İkimizde birbirimize 'günaydın' demiyorduk. Çünkü gün aydın değildi. Çarpık bir gülümsemeyle baktı bana. Gözlerindeki hüznü saklamak istiyordu ama oldukça başarısızdı.

"Özür dilerim..."

Sesim neredeyse duyulmamıştı bile. Evet ondan özür diliyordum çünkü yaşadığı duyguların ne derece zor olabileceğini tahmin etmeye çalışıyordum.

Gözlerini kısarak bana baktı. Bir süre cevap vermeden öylece bir büst gibi beni izledi. Daha sonra sanki korkutmamak için yavaşça üzerime doğru eğildi ve dudağıma yakın bir şekilde yanağıma uzun bir öpücük kondurdu.

Dudakları kadife gibiydi. Bana dokunması, öpmesi aslında hoşuma gidiyordu ama bunu kendime bile itiraf edemiyordum.

Yanağımdan ayrıldığında benden uzaklaşmamıştı. Nefesi yüzümü okşuyordu. Beni her anlamda istediğini hiçbir zaman çekinmeden bağıran gözlerini dikti gözlerime.

"Sen bana aitsin. Ben de sana... Bu bir kader. Hem de sen daha dünyaya gelmeden yazılmış bir kader. O yüzden özür dileme Henna. Senden tek istediğim bana güvenmen."

Sırt üstü yatıyordum ve Chris hemen üzerime eğilmişti. Hangi ara bu hale gelmiştik bilmiyorum ama beni büyülemiş gibiydi.

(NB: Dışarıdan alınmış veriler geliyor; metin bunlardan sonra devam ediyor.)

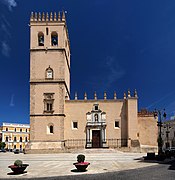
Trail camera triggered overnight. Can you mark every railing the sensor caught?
[65,139,128,148]
[65,139,86,148]
[106,139,128,148]
[87,121,106,126]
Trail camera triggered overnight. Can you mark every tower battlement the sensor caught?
[30,11,66,22]
[71,89,138,100]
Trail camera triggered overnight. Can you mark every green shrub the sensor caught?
[14,160,22,166]
[77,154,85,162]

Cümlesi bittiğinde daha da eğilip dudaklarımı yaklaştı. Öpmüyordu. Adeta süründürüyordu. Öpmesini mi istiyordum? Tanrım bana bu kadar yakınken düşünemiyordum bile.

"Sana aidim..."

Bu cümleyi korktuğum için mi söyledim bilmiyorum ama o an dudaklarım dudaklarına dokunarak söylediğimde asla pişman değildim. Gözlerimi biran olsun gözlerinden ayırmadan ve kırpmadan söylemiştim.

Birine ait olma düşüncesi benim her zaman midemi bulandırırdı ama şuan ona ait olduğumu hissediyordum. Onun da dediği gibi bu bir kaderdi. Ben bir piyondum ve korunmaya her zamankinden daha çok ihtiyacım vardı.

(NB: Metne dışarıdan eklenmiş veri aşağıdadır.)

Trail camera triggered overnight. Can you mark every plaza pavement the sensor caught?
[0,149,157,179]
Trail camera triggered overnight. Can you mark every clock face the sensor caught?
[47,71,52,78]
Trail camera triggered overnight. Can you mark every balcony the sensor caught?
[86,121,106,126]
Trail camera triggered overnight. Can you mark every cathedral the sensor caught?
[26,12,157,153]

Söylediğim sözlerin altında ezilirken nefes alış verişimi kontrol edemiyordum.  O kadar belliydi ki benden böyle bir cümle beklemediği. Şaşkınlığını gizleyemedi. Beni daha net görebilmek için biraz geriye çekildi. Kaşlarını çattı ve söylediklerimi anlamaya çalıştı. Suratındaki ciddiyeti izliyorken aklım hala yerinde değildi.

Ben ona dalmışken birden dudaklarıma yapıştı ıslak dudakları. Hızlı değildi. Acemi değildi. Öyle güzel öpüyordu ki kendimi kaybetmiştim. Sabahın güneşi perdelerin arasından yüzümü okşuyordu, O'ysa dudaklarımı...

Temkinli dudaklarının hakimiyetini gitgide kaybediyordu ve hızlanıyordu. Benim dudaklarım sadece onunkilere ayak uyduruyordu. Ne yapıyordum ben? Düşünmeme engel olan neydi?